角落里,一个劲衫汉子说道:“是我,但昨晚我吃饱喝足后便呼呼大睡,早上还是周小哥叫醒我的。”
周仪低声说道:“刚才去他房间的时候,房门是开着的,人已经不在房里了,我以为是自己早些起床了,没想到也没在楼下。”
王总镖头意识到事情有些不对劲,唤人去找来小二。
见众人凶神恶煞的瞪着他,小二被吓得额头出汗,急忙说道:“各位大爷,小的真不知道他去哪了。今早我醒来时,门已经开了。我还以为是大爷有事自行出的门,发生了什么我毫不知情啊。”
见众人半信半疑的模样,小二急忙补说道:“大爷您有所不知,我们客栈的大门,为了方便客人进出,若是从内往外走,只消轻轻一推便能打开。”
王总镖头心中疑窦大增,难不成真是刘小跃自己出去的。不对啊,这小子虽然平时不正经,但每逢大事这小子从来没有不靠谱过。
因为少了一人,离镇的事情暂且作罢,王总镖头压下疑虑,挥手让小二离去,说道:“兄弟们,这镇子有些不太平,我原本是不想趟这趟浑水。但事已至此,由不得我们了,都给我打起十二分精神,别在阴沟里翻船了。”

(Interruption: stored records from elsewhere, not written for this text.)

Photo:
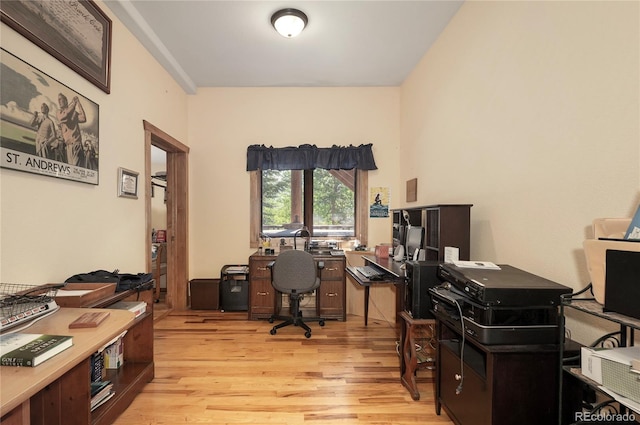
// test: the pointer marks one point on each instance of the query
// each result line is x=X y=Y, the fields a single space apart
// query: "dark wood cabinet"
x=479 y=384
x=330 y=298
x=262 y=295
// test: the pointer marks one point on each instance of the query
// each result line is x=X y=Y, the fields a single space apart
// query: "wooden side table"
x=417 y=350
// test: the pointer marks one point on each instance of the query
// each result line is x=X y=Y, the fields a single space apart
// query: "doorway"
x=177 y=196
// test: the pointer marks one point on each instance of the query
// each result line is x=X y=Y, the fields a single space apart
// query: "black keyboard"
x=369 y=272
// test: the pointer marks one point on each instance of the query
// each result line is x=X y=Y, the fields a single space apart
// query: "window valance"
x=308 y=157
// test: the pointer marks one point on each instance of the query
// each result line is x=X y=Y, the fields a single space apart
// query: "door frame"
x=177 y=193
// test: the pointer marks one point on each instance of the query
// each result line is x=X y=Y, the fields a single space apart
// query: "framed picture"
x=76 y=32
x=46 y=127
x=127 y=183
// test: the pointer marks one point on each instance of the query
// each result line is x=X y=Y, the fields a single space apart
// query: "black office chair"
x=295 y=273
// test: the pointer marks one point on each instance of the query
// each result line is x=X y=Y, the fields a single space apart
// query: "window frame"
x=361 y=201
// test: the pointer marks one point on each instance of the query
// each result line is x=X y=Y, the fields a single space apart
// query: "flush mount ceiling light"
x=289 y=22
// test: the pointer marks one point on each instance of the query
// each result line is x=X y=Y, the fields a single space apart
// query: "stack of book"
x=101 y=391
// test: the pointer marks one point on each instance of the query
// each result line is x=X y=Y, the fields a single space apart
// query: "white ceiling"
x=359 y=43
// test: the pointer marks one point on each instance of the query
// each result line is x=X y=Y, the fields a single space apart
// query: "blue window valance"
x=309 y=157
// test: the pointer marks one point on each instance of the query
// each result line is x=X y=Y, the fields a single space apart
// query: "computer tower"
x=420 y=276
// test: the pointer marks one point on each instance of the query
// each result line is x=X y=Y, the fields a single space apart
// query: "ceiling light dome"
x=289 y=22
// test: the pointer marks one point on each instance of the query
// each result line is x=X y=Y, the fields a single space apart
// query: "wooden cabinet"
x=58 y=391
x=444 y=225
x=330 y=296
x=138 y=367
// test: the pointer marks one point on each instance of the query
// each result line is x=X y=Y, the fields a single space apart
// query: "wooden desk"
x=392 y=272
x=416 y=331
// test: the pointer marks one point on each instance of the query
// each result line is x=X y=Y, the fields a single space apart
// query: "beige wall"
x=529 y=111
x=52 y=228
x=223 y=122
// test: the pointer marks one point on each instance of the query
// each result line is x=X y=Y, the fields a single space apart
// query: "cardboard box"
x=83 y=294
x=137 y=307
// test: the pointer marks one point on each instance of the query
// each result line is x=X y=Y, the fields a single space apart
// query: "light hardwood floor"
x=219 y=368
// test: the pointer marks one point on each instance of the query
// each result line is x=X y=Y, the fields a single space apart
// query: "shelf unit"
x=627 y=328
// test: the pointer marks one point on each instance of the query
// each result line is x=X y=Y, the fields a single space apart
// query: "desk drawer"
x=259 y=270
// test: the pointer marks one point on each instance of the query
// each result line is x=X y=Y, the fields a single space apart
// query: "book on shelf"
x=633 y=231
x=29 y=350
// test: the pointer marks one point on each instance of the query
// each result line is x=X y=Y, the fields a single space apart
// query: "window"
x=328 y=194
x=286 y=209
x=331 y=203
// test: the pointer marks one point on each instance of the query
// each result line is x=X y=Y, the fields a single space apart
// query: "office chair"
x=295 y=273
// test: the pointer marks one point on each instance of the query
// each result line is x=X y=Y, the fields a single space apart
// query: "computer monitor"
x=413 y=240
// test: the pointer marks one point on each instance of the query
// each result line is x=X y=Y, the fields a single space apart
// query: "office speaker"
x=420 y=276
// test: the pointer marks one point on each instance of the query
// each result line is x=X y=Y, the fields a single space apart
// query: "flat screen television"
x=414 y=237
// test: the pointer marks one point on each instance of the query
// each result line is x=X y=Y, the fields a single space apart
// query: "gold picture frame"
x=127 y=183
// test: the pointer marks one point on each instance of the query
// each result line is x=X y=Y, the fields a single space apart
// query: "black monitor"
x=413 y=240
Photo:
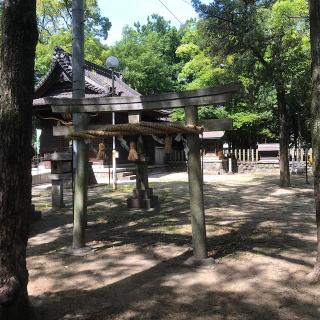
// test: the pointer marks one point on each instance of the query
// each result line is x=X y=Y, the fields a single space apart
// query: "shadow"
x=133 y=252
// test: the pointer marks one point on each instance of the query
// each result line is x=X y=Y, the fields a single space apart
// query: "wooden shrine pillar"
x=199 y=241
x=143 y=197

众人齐声应是。用过午饭后,众人在王总镖头房间里商量寻人之事。
“各位兄弟可有发现什么线索?”王总镖头问道,眼睛扫向众人。
众人低头默不作声。
周仪沉吟了一会儿,说道:“昨天傍晚吃过晚饭上楼时,我无意间发现刘哥的后颈上有一道青黑的手印,但一转眼便不见了,加上天色暗沉,我也不太确定,便没有放在心上,不知此事是否与他的失踪有关系。”
“这...这该不会真的是镇口那东西干的吧?昨晚上刘小跃说的话我也听见了。”有人听见周仪这样说,忍不住咽了咽唾沫,神情间满是恐惧。
“哼,怕什么,不管她是什么东西,敢碰我们镖局的人,老子这刀可不是吃素的!”旁边一位短衫虬髯的汉子吼道。
王总镖头,神情肃穆,沉声说道:“三人一组出去寻找线索,相互照应,有异样立刻通知我。另外留下两位兄弟守着客栈。”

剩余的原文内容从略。